At just 15, Adam Lamb is already an advocate for diversity, working towards positive change in his hometown of Mackay, North Queensland, and beyond.
'I want to make change in the world, and I want to make a difference, Adam says.
Adam has autism and is trans male.
He is supported by his family and the NDIS through NDIS Partner in the Community, Feros Care.
'Having autism, it’s made it a lot harder for me to have friends or understand certain situations, and I got bullied a lot growing up,' Adam says.
'It was hard.
'I didn’t have many friends, I often felt shut down.

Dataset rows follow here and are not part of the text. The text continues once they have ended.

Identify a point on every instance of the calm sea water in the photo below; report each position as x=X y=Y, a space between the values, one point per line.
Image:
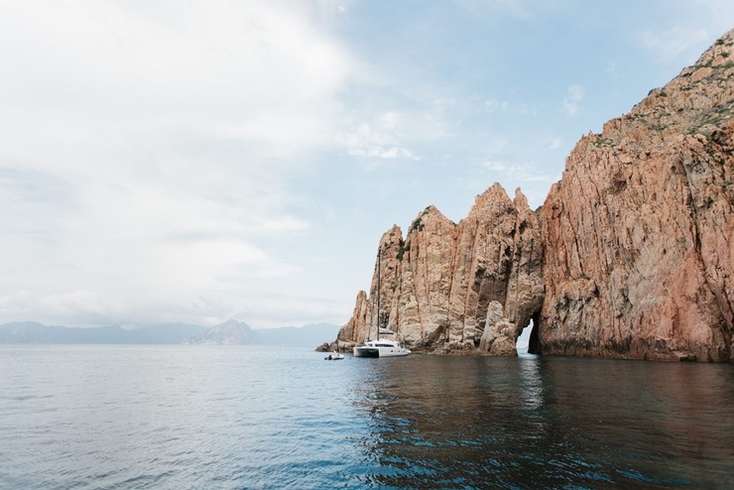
x=251 y=417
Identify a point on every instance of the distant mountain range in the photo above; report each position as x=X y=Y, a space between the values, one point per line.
x=230 y=332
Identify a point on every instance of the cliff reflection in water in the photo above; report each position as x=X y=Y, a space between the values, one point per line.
x=546 y=422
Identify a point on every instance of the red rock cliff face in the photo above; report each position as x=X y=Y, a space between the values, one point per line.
x=636 y=255
x=439 y=283
x=639 y=233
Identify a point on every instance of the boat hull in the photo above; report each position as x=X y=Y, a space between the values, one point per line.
x=381 y=349
x=366 y=352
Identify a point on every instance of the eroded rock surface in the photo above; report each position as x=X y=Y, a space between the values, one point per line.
x=437 y=283
x=635 y=258
x=639 y=232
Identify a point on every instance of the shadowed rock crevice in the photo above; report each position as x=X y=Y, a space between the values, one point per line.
x=630 y=256
x=457 y=288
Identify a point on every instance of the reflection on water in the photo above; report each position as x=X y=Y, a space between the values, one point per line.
x=171 y=417
x=533 y=422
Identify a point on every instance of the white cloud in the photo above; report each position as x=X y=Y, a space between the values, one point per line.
x=521 y=172
x=674 y=42
x=571 y=104
x=150 y=149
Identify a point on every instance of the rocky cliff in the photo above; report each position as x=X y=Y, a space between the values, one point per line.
x=639 y=232
x=629 y=257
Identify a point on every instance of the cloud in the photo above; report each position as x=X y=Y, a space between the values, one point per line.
x=521 y=172
x=674 y=42
x=574 y=95
x=152 y=149
x=380 y=140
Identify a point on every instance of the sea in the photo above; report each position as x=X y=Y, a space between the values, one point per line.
x=241 y=417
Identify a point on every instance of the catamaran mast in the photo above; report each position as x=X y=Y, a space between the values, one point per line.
x=379 y=318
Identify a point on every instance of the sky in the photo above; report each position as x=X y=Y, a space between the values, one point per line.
x=193 y=161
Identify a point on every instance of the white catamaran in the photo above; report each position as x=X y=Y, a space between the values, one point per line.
x=380 y=347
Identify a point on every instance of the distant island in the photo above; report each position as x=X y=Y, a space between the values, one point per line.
x=231 y=332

'I was always made to feel like a small thing that could never do anything, so now I’m trying to make a change in the world.'
Adam is sharing his story on International Day against Homophobia, Biphobia and Transphobia (IDAHOBIT) to help increase awareness and promote diversity for a more inclusive world.
Although he’s an award-winning athlete and student, Adam’s proudest moments are not measured in ribbons, medals, or trophies.
'I’ve managed to introduce Pride Week to my school, so we can be more open about LGBT at my school, so it doesn’t seem like a big paradox thing to everyone around,' Adam says.
'I’ve also managed to help get a change in the uniform policy, so you can wear whichever uniform you want.
'Previously it was required girls had to wear skirts and boys had to wear shorts.
'But when I was first transitioning, I realised I didn’t want to wear a skirt.
'I went to the uniform shop and said I wanted to buy the shorts.
'I wore them to events where I was on stage.
'And since then, the school has introduced their new policy of allowing people to wear either.
'It makes feel really good.
'I feel like I’ve managed to do something and get people to understand, and I’ve managed to cause change and help others too.'
Adam’s confidence to speak out for change reflects a significant turning point in his life.
When he joined the NDIS about 2 years ago, Adam was about to transition, and his confidence and self-esteem were low.
But with support from Feros Care, Adam began receiving supports, including psychology therapy and time with support workers who helped build his confidence.
Support worker Kimberley Doyle introduced Adam to competitive sports in power lifting, table tennis and basketball as a positive new pathway in his life.
'It was a relief to join the NDIS and get the supports I needed,' Adam says. 'It made a big difference and really helped me to learn that I could do something, and I could be myself.'
Today, Adam is happier, healthier, and more confident, with a new group of friends.
He has a growing stash of sporting medals and academic awards to his name, including a gold medal at the 2022 Australian Powerlifting Union National Classic Open on the Gold Coast.
Adam also scooped up 3 gold and 3 silver medals at last year’s Special Olympics.
'I found out I do have a natural talent I didn’t know I had, but I’ve also been training really hard,' Adam says.
At school, Adam took home an academic merit award, a citizen award, and the prestigious Long Tan Defence Force award for Team Leadership.
He was also nominated for Mackay’s Australia Day Youth Sports Award and Young Citizen Award.
Adam’s Mum Katie couldn’t be prouder.
'It is beyond pride, it’s astonishment and amazement,' Katie says.
'I’m just astounded by Adam every day.
'This boy has gone from trial to trial, and he’s conquered and conquered, simply because he chose to, and he’s fought for every single one of those wins.
'Because none of that comes naturally.
'Every little bit of support Adam gets, he multiplies his output by 10.
'He’s amazing, he is truly amazing.'
Adam’s new confidence is helping him to achieve his biggest goal - to help others and build a more inclusive world.
'I feel a lot more confident overall, and I feel like I'm not alone,' he says.